Crystal structures of E. coli and DHFR
Yong-Qing Chen
Appointment Period: 1995-1996 / Grant Year: [10]
Explorations of the relationship between macromolecular structure and function are a key element of modern biochemistry. Our group uses a combination of X-ray crystallography and site-directed mutagenesis to examine this relationship. Determination of a target enzyme's structure provides the starting point. This is followed by iterative cycles of site-directed mutagenesis and characterization of the effects of the induced mutation on enzyme structure and function. In this way it is possible to identify residues that are critical for catalysis; to evaluate the energetics of enzyme:substrate interactions; to examine the effect of the local environment on reactivity: and to engineer new or modified reactivities into the parent enzyme.
During my postdoctoral research, I have been investigating the catalytic mechanism of dihydrofolate reductase (DHFR), which is of tremendous importance as a target enzyme for chemotherapeutics. The X-ray crystallographic structures of DHFR from Escherichia coli have been solved as binary complexes with NADP+ and NADPH4 (an analog of NADPH). Many interesting features are observed from these structures. They provide a basis for a new theory concerning the mechanism of dihydrofolate protonation and stabilization, which are long-standing problems in structural studies of DHFR.

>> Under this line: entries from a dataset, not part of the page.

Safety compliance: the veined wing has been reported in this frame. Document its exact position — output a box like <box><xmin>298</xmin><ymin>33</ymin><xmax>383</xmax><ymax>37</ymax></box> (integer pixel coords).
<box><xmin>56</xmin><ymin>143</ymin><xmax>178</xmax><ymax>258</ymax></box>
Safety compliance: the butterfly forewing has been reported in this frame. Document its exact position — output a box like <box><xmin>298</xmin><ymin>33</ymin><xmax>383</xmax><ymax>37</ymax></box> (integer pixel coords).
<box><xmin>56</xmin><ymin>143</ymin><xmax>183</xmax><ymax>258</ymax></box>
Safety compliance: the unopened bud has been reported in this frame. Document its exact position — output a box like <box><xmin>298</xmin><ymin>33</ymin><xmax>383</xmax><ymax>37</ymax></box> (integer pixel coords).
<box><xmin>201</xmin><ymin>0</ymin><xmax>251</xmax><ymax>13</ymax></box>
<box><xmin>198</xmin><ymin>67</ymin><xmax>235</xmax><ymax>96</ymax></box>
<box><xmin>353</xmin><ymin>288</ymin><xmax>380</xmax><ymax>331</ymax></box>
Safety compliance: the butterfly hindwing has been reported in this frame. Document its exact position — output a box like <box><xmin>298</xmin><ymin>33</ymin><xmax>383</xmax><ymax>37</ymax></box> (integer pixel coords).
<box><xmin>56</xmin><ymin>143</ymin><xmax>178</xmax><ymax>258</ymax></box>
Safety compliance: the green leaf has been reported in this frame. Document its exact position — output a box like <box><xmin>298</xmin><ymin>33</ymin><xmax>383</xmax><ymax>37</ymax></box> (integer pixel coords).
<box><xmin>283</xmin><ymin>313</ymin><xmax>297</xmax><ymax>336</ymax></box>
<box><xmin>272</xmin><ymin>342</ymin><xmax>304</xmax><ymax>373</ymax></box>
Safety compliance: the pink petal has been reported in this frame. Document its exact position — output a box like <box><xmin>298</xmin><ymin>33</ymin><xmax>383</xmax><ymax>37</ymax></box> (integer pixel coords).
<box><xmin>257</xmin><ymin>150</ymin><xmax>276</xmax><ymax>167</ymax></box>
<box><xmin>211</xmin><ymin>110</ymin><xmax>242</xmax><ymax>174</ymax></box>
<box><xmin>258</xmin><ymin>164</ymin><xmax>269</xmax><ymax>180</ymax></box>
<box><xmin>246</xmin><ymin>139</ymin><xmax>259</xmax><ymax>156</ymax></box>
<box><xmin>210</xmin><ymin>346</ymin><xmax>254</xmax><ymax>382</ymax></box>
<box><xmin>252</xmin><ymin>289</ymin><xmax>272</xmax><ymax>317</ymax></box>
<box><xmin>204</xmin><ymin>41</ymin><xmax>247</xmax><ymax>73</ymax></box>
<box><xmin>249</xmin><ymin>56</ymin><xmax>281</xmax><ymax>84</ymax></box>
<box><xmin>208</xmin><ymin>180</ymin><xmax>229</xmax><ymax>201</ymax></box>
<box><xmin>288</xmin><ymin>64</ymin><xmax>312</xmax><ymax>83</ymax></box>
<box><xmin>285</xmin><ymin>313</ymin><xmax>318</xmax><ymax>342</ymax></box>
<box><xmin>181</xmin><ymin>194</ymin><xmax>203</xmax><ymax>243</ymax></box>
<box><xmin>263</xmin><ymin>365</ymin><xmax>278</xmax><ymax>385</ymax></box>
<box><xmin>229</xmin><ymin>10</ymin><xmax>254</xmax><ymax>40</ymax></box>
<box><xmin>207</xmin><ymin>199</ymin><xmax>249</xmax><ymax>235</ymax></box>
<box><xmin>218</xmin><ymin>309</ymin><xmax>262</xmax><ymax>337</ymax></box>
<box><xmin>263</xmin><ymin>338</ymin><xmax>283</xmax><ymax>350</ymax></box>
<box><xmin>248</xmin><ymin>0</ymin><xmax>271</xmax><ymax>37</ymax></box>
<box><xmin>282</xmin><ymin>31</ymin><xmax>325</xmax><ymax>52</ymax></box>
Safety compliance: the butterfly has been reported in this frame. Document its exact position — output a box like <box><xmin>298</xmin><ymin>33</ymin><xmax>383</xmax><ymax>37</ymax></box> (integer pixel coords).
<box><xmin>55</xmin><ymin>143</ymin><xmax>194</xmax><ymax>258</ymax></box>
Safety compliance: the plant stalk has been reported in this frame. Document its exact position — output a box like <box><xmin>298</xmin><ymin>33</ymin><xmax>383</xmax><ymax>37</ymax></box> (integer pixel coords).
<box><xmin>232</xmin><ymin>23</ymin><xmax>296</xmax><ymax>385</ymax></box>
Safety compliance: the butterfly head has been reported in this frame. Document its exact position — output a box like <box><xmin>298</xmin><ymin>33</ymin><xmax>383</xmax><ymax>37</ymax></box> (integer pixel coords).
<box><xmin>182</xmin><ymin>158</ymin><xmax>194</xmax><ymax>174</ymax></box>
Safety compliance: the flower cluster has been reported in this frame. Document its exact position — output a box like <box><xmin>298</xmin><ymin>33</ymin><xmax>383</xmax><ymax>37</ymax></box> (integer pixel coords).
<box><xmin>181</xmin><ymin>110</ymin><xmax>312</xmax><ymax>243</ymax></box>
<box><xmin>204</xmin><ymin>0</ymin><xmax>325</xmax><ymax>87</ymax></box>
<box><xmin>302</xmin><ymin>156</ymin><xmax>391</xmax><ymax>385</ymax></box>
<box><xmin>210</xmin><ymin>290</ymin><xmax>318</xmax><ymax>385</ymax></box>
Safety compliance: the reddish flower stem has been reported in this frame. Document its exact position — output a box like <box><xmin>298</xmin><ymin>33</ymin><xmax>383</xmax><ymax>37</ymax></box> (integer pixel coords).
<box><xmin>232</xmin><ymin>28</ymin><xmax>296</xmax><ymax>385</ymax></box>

Dihydrofolate reductase (DHFR) catalyzes the reduction of dihydrofolate (H-2folate) to tetrahydrofolate by NADPH, and this requires that the pteridine ring be protonated at N5. A long-standing puzzle has been how, at physiological pH, the enzyme can protonate N5 in view of its solution pK-a of 2.6 and the fact that the only proton-donating group in the pteridine binding site, Asp-27, hydrogen bonds not to N5 but to the 2-amino group and N3 of the pterin ring. We have determined the pK-a of N5 of dihydrofolate in the Escherichia coli DHFR/NADP+/H-2folate ternary complex by Raman difference spectroscopy and found that the value is 6.5. In contrast, the pK-a of N5 is less than 4.0 in either the binary complex, the ternary complex with an analogue of NADPH (H-2NADPH), or the Asp27 to serine mutant DHFR (D27S) ternary complex with NADP+. Thus, one need not invoke proton donation from Asp-27 to N5 via a series of bound water molecules and/or pteridine-ring substituents. We propose instead that the N5 protonated form of H-2folate is stabilized directly at the active site in the DHFR/NADPH/H-2folate complex by specific interactions that form only in the ternary complex, involving perhaps a bound water molecule, the carboxamide moiety of the coenzyme, and/or the local electrostatic field of the enzyme molecule, to which an important contribution may be made by Asp-27.
PUBLICATIONS (resulting from this training)
Chen YQ, Kraut J, Blakley RL, Callender R. (1994) Determination by Raman spectroscopy of the pKa of N5 of dihydrofolate bound to dihydrofolate reductase: mechanistic implications. Biochemistry 33:7021-6.
Chen YQ, Kraut J, Callender R. (1997) pH-dependent conformational changes in Escherichia coli dihydrofolate reductase revealed by Raman difference spectroscopy. Biophys J. 72:936-41.